President of Philippines: God Told Me to Stop Calling People Sons of Whores

President of Philippines: God Told Me to Stop Calling People Sons of Whores

Last year, when Rodrigo Duterte announced his candidacy for president of the Philippines, he thought it might be fun to start with an anecdote. So, speaking to a crowd of his supporters, he began describing a traffic jam he witnessed when the Catholic pope visited the island nation in early 2015.

“It took us five hours to get from the hotel to the airport. I asked who was coming,” he recalled. “They said it was the pope. I wanted to tell him ‘Pope, son of a whore, go home. Don’t visit anymore.’”

And just like that, as the prospective leader of a majority-Catholic country, he had suddenly called the pope the son of a whore. He later — in a very un-Duterte-like fashion — apologized repeatedly for what he said was a “joke.” And he claims that after writing a letter directly to the pope to express just how sorry he was, the Vatican wrote back with “an assurance of prayers” on the campaign trail.

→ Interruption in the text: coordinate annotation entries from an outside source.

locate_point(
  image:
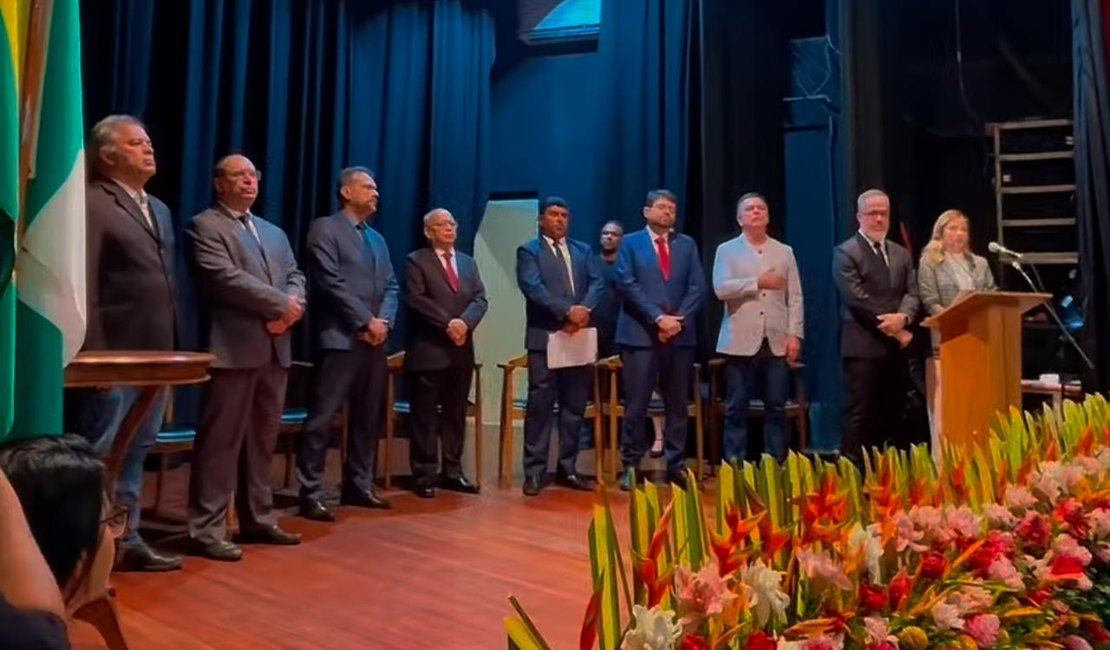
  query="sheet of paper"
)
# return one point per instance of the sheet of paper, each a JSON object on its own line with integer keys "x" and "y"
{"x": 568, "y": 351}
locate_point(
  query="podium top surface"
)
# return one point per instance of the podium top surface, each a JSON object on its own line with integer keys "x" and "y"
{"x": 974, "y": 301}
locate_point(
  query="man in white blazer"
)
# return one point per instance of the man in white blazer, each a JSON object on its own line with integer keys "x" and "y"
{"x": 756, "y": 276}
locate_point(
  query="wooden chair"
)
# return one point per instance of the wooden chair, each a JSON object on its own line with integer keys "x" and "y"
{"x": 514, "y": 409}
{"x": 615, "y": 409}
{"x": 399, "y": 408}
{"x": 797, "y": 407}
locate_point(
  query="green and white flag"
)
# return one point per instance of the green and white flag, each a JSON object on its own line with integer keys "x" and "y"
{"x": 50, "y": 311}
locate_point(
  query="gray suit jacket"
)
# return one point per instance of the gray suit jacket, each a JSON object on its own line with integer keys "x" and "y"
{"x": 752, "y": 314}
{"x": 240, "y": 291}
{"x": 938, "y": 283}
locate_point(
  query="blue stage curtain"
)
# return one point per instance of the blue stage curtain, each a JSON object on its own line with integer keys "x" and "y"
{"x": 1092, "y": 166}
{"x": 304, "y": 89}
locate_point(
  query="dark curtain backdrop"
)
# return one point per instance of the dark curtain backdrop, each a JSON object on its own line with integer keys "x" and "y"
{"x": 304, "y": 89}
{"x": 1091, "y": 29}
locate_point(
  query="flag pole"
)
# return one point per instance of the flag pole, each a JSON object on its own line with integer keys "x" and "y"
{"x": 34, "y": 67}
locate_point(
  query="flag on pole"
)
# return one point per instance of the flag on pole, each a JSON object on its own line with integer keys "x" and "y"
{"x": 50, "y": 311}
{"x": 11, "y": 31}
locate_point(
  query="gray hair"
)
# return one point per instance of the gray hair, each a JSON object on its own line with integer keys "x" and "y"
{"x": 102, "y": 134}
{"x": 435, "y": 212}
{"x": 869, "y": 194}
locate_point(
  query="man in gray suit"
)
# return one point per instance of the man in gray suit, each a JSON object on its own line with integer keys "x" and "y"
{"x": 250, "y": 293}
{"x": 756, "y": 276}
{"x": 878, "y": 304}
{"x": 354, "y": 303}
{"x": 132, "y": 305}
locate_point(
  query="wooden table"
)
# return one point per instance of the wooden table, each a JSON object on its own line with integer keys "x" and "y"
{"x": 150, "y": 372}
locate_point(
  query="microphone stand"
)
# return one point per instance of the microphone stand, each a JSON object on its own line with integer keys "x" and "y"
{"x": 1017, "y": 266}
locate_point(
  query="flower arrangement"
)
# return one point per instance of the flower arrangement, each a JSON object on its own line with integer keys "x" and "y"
{"x": 1002, "y": 545}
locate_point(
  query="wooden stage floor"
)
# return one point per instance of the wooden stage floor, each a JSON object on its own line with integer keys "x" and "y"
{"x": 429, "y": 574}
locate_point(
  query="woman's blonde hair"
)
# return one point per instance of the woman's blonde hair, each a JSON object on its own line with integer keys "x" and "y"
{"x": 935, "y": 250}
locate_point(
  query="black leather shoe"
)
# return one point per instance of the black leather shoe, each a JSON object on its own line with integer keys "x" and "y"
{"x": 220, "y": 550}
{"x": 458, "y": 484}
{"x": 677, "y": 477}
{"x": 137, "y": 556}
{"x": 316, "y": 510}
{"x": 273, "y": 535}
{"x": 575, "y": 483}
{"x": 532, "y": 486}
{"x": 626, "y": 479}
{"x": 369, "y": 499}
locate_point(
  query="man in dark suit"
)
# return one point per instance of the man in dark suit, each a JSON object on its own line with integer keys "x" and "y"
{"x": 131, "y": 305}
{"x": 446, "y": 302}
{"x": 250, "y": 293}
{"x": 562, "y": 284}
{"x": 878, "y": 304}
{"x": 661, "y": 280}
{"x": 354, "y": 303}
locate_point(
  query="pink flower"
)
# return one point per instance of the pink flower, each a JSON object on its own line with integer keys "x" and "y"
{"x": 700, "y": 595}
{"x": 984, "y": 629}
{"x": 947, "y": 617}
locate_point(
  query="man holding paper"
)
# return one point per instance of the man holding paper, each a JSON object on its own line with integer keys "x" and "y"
{"x": 562, "y": 284}
{"x": 663, "y": 286}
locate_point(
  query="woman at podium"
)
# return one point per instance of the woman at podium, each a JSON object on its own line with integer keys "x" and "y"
{"x": 948, "y": 270}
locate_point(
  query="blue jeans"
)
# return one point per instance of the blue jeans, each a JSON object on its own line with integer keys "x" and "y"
{"x": 743, "y": 375}
{"x": 97, "y": 416}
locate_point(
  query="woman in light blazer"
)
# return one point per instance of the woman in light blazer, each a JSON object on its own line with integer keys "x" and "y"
{"x": 948, "y": 270}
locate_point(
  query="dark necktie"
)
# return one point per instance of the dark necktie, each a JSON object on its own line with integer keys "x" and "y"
{"x": 245, "y": 221}
{"x": 452, "y": 276}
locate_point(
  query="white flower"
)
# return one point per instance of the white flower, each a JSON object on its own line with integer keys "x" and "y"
{"x": 768, "y": 600}
{"x": 654, "y": 629}
{"x": 947, "y": 617}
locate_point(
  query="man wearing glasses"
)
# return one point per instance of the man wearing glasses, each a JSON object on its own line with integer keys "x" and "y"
{"x": 251, "y": 294}
{"x": 878, "y": 303}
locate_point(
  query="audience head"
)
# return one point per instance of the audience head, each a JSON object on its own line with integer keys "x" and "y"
{"x": 874, "y": 214}
{"x": 661, "y": 207}
{"x": 120, "y": 150}
{"x": 612, "y": 233}
{"x": 752, "y": 213}
{"x": 441, "y": 229}
{"x": 357, "y": 192}
{"x": 60, "y": 484}
{"x": 236, "y": 182}
{"x": 949, "y": 236}
{"x": 554, "y": 217}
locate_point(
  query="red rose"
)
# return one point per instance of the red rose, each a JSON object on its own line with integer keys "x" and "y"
{"x": 932, "y": 566}
{"x": 870, "y": 598}
{"x": 899, "y": 590}
{"x": 760, "y": 641}
{"x": 694, "y": 642}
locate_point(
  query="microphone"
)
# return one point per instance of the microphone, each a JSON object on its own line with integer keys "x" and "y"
{"x": 1000, "y": 250}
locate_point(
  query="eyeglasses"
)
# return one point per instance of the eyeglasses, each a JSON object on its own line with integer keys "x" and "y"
{"x": 117, "y": 519}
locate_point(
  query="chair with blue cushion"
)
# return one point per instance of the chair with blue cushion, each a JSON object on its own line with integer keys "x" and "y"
{"x": 513, "y": 409}
{"x": 614, "y": 409}
{"x": 797, "y": 408}
{"x": 397, "y": 409}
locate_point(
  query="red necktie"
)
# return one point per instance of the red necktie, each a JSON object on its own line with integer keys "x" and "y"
{"x": 452, "y": 276}
{"x": 661, "y": 244}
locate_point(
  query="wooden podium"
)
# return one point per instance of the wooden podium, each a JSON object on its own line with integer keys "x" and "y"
{"x": 980, "y": 359}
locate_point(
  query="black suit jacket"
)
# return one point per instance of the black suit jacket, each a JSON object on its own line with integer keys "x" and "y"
{"x": 129, "y": 283}
{"x": 868, "y": 287}
{"x": 432, "y": 305}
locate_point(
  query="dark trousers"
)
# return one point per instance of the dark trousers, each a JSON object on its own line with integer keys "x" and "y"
{"x": 355, "y": 377}
{"x": 439, "y": 413}
{"x": 669, "y": 368}
{"x": 569, "y": 388}
{"x": 875, "y": 402}
{"x": 744, "y": 374}
{"x": 233, "y": 450}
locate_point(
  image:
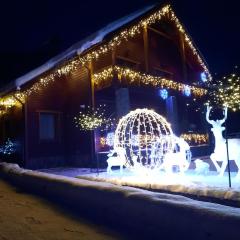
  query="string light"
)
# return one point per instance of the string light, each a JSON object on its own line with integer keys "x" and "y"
{"x": 145, "y": 134}
{"x": 124, "y": 35}
{"x": 195, "y": 138}
{"x": 133, "y": 76}
{"x": 93, "y": 119}
{"x": 226, "y": 92}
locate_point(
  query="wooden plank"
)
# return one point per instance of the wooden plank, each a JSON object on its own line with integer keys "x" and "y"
{"x": 145, "y": 40}
{"x": 160, "y": 33}
{"x": 183, "y": 56}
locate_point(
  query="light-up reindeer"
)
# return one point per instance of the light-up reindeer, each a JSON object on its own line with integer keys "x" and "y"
{"x": 220, "y": 150}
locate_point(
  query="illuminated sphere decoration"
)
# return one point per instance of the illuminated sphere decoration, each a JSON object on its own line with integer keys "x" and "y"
{"x": 146, "y": 136}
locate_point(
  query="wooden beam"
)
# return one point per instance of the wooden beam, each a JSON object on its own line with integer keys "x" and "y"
{"x": 160, "y": 33}
{"x": 114, "y": 56}
{"x": 145, "y": 41}
{"x": 128, "y": 60}
{"x": 90, "y": 72}
{"x": 162, "y": 70}
{"x": 183, "y": 56}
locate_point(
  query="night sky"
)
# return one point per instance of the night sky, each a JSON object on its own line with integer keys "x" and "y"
{"x": 34, "y": 31}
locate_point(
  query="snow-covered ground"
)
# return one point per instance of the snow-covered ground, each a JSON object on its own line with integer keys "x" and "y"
{"x": 27, "y": 217}
{"x": 211, "y": 185}
{"x": 150, "y": 214}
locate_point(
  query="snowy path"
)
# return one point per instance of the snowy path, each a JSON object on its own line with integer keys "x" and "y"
{"x": 24, "y": 216}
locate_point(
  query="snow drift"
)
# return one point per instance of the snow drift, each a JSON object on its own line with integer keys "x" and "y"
{"x": 153, "y": 215}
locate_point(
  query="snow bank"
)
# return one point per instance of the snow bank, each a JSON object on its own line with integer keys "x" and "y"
{"x": 207, "y": 186}
{"x": 154, "y": 215}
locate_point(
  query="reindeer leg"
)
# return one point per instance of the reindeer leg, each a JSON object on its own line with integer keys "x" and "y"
{"x": 215, "y": 163}
{"x": 238, "y": 172}
{"x": 223, "y": 167}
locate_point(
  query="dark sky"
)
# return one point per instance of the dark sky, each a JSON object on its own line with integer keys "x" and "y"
{"x": 33, "y": 31}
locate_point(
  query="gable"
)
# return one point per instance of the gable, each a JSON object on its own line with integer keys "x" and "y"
{"x": 98, "y": 45}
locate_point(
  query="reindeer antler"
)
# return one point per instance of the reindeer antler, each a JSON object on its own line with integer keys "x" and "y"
{"x": 208, "y": 113}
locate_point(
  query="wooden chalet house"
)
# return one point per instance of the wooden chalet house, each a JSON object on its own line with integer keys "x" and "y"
{"x": 146, "y": 59}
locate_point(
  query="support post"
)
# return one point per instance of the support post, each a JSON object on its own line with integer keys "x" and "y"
{"x": 145, "y": 41}
{"x": 92, "y": 104}
{"x": 183, "y": 57}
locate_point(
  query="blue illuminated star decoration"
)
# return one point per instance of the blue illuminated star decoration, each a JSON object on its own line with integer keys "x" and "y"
{"x": 163, "y": 93}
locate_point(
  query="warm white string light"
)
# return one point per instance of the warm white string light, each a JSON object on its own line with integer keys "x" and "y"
{"x": 95, "y": 54}
{"x": 133, "y": 76}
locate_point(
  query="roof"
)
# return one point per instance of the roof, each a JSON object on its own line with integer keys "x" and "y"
{"x": 79, "y": 48}
{"x": 74, "y": 50}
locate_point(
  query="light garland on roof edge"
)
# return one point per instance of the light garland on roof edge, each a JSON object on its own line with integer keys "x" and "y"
{"x": 138, "y": 77}
{"x": 105, "y": 48}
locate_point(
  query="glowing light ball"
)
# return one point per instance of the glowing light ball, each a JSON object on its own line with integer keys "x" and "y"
{"x": 146, "y": 137}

Well, those prayers apparently worked: He won the election in May. Since then, in addition to launching a shoot-to-kill program to wipe out suspected drug dealers, he has just kept calling other people sons of whores instead. He even went so far as to use the term to describe U.S. President Barack Obama, who then scrapped a scheduled meeting with him in return.

But now, thanks to divine intervention, he says you won’t hear him say it again. On Friday, after a brief trip to Japan, Duterte landed at the airport in his hometown of Davao and announced he would not swear again. “I heard a voice telling me to stop swearing or the plane will crash in mid-air, and so I promised to stop,” he told reporters. He then went on to say that he will no longer “express slang, cuss words, and everything,” adding that a “promise to God is a promise to the Filipino people.”

Let’s just wait and see how long it takes for him to break that promise. Even after insisting he would not swear again, he admitted “there’s always a time for everything, a time to be foul-mouthed.”